I HAVE JUST returned from visiting a friend in the hospital, something I don't do very well, although it's not from a lack of effort.
It's just that a man has to recognize his limitations. One of mine is an inability to gracefully comfort the sick, or to bring even a few moments of relief from the pain and boredom which engulf their dreary lives. In fact, it seems that very often my presence contributes to the significant decline of the patient, although I'm told that he or she will often rally noticeably the moment I leave the room.
Until then, however, our visits are marked by a few nervous remarks about the weather followed by long, awkward silences, until the patient finally pats my hand and says softly: "Why don't we see what's on TV?"
Some people know instinctively what to bring the hospitalized patient: a nice basket of fruit, perhaps, or a good book. Whereas my choice of gifts tends to run toward pruning shears or cans of Quaker State motor oil, particularly 10W40 grade, for some reason.
"You can't go wrong giving the Big Q," I used to tell my wife. "Remember, all these people drive cars when they're not stuck in a sick bed with IV lines snaking from their arms." But she convinced me that instead of bringing two or three cans to the patient's room in a large Tru-Value bag, the cans could be left discreetly in that person's garage along with a nice get-well note that says: "Works best if changed every 3,000 miles."
Another problem I have involves discussing the exact nature of the patient's illness. Some visitors do this well, adopting a breezy tone and talking about, say, a patient's prostate as if they were discussing nothing more annoying than an errant valve on the dishwasher.
Me, I tend to get a little bit more, um, involved. For instance, if the person has had his or her gall bladder removed, I'll often find myself choking back sobs and moaning: "WHAT KIND OF A LIFE IS THAT WITH NO GALL BLADDER? WHY GO ON WHEN YOU CAN'T EVEN PROCESS BILE ENTERING THE GASTROINTESTINAL TRACT?"
Of course, this type of behavior is completely out of line. Obviously it brings no comfort to the patient, nor does the subsequent commotion when security is summoned and the well-meaning visitor is dragged kicking and screaming into the hallway by two thugs in paramilitary garb and told, in explicit fashion, never to darken the patient's door again.
Not that this ever happened to me. But you hear things.
As trying as the role of the visitor is, though, it pales in comparison to the rigors of being a patient.
Instead of being allowed to rest or whimper softly in pain, he or she is expected to put on a brave face and -- this is the part that gets me -- actually entertain visitors.
This entertainment is expected to take the form of amusing anecdotes about "hospital life" (the awful food, the former Hitler Youth Corps member who's your nurse, etc.) and upbeat announcements on the patient's status. ("Oh, I'm doing fine, for a person with no pancreas.")

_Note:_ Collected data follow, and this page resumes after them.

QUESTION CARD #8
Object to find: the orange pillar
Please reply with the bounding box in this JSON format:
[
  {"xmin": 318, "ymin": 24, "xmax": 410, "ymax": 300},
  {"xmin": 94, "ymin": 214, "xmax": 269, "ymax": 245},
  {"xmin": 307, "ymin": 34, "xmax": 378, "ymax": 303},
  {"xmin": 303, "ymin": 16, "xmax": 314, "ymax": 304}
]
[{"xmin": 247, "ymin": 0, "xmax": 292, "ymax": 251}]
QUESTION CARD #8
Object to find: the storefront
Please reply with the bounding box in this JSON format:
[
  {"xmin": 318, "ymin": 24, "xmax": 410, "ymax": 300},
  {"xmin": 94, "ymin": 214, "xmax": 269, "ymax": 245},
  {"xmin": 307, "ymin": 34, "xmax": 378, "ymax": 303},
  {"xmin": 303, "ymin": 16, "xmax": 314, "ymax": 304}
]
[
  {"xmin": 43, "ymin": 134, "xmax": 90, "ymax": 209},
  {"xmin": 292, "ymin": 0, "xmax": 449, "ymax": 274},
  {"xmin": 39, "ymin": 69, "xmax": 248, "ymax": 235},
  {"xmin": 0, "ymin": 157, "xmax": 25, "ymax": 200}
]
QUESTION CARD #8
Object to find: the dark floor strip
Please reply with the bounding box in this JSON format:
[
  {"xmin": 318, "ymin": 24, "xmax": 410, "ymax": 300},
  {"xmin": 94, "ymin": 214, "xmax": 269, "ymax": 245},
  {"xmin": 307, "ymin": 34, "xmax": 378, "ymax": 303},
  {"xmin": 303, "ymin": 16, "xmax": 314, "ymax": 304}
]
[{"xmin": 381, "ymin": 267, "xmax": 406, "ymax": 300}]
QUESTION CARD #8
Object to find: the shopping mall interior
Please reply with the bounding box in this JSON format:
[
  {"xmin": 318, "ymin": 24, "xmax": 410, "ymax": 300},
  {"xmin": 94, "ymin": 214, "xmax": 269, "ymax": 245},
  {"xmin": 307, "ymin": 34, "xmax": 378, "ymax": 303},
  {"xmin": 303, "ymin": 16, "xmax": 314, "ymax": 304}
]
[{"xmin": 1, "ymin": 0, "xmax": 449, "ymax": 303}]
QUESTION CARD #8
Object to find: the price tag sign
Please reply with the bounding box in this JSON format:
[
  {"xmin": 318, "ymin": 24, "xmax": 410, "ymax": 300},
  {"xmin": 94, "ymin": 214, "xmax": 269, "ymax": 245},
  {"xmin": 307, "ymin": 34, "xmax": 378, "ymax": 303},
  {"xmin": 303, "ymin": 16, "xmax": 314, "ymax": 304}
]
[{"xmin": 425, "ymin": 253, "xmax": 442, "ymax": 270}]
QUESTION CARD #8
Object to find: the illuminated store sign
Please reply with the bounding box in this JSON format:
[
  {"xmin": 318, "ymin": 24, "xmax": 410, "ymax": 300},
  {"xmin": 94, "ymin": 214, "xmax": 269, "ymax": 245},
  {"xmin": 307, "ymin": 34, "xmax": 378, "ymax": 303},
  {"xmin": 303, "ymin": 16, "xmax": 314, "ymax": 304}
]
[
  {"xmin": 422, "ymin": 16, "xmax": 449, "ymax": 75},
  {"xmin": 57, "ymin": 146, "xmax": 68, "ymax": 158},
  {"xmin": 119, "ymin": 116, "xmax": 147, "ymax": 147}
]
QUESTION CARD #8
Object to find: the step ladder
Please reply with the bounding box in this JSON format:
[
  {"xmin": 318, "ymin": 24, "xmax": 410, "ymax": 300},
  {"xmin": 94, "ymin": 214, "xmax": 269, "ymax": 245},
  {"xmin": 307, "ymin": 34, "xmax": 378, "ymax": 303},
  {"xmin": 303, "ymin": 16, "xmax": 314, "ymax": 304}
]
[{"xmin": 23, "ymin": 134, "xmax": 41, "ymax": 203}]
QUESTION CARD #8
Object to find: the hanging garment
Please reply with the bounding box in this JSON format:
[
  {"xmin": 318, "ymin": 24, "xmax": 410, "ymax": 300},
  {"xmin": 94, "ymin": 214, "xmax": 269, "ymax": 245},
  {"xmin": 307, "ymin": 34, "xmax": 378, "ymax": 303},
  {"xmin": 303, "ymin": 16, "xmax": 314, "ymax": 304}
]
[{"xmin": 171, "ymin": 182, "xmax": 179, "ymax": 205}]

My God, what a terrible burden this is for a sick person! Each time you open your eyes, three or four moon-faced, damp-browed people are hovering over your bed, thrusting stale zucchini bread in your face and asking you to recite for the umpteenth time exactly what happened when your appendix burst and you passed out at the wheel of your car, which eventually plunged into that secluded ravine where you remained pinned under the rear bumper until discovered by a grizzled old miner riding a burro.

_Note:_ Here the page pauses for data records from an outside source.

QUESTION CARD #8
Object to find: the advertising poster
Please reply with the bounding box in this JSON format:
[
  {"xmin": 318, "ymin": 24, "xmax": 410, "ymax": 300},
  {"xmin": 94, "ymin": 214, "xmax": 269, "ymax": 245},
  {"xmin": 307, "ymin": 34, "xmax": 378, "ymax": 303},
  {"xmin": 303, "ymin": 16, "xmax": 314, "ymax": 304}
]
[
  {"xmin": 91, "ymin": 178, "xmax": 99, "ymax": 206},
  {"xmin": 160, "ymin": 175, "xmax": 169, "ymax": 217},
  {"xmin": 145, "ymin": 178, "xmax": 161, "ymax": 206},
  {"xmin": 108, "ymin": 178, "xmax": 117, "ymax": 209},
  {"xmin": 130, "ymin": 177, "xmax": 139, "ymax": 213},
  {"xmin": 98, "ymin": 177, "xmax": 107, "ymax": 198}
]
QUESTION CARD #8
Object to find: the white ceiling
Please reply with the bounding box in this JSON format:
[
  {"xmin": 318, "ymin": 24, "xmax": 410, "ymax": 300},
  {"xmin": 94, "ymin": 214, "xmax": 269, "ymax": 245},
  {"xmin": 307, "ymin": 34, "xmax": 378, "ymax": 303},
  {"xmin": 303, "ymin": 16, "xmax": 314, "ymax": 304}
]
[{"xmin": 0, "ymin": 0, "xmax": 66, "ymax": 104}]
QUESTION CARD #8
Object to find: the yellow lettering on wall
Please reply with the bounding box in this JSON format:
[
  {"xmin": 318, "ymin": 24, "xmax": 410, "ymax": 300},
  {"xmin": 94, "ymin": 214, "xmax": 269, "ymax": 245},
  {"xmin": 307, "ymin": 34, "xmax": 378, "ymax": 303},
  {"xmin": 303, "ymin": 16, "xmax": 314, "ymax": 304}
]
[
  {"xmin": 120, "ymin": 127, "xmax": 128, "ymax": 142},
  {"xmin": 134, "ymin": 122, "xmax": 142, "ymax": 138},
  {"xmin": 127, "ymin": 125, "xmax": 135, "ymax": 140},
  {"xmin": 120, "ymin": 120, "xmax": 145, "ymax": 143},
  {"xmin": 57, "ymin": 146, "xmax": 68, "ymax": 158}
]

Hoo, boy. No wonder a coyote will bite off it's own injured leg rather than alert the rest of the pack to his plight.
Some tips for visiting a sick person:
* If you arrive when the patient is watching "Geraldo!" do not snort derisively and snatch the channel changer and say: "This is probably what made you sick in the first place."
* If the heavily bandaged patient in the next bed is moaning, do not inquire in a loud voice: "What's his problem?"
* Do not hog all the ice water, or make loud cracking sounds while chewing the ice. This will so annoy the patient that he will struggle out of bed and hurl himself through the nearest open window to the courtyard below.
* By keeping a watchful eye on the newspapers and supermarket circulars, one can often find good sales on motor oil.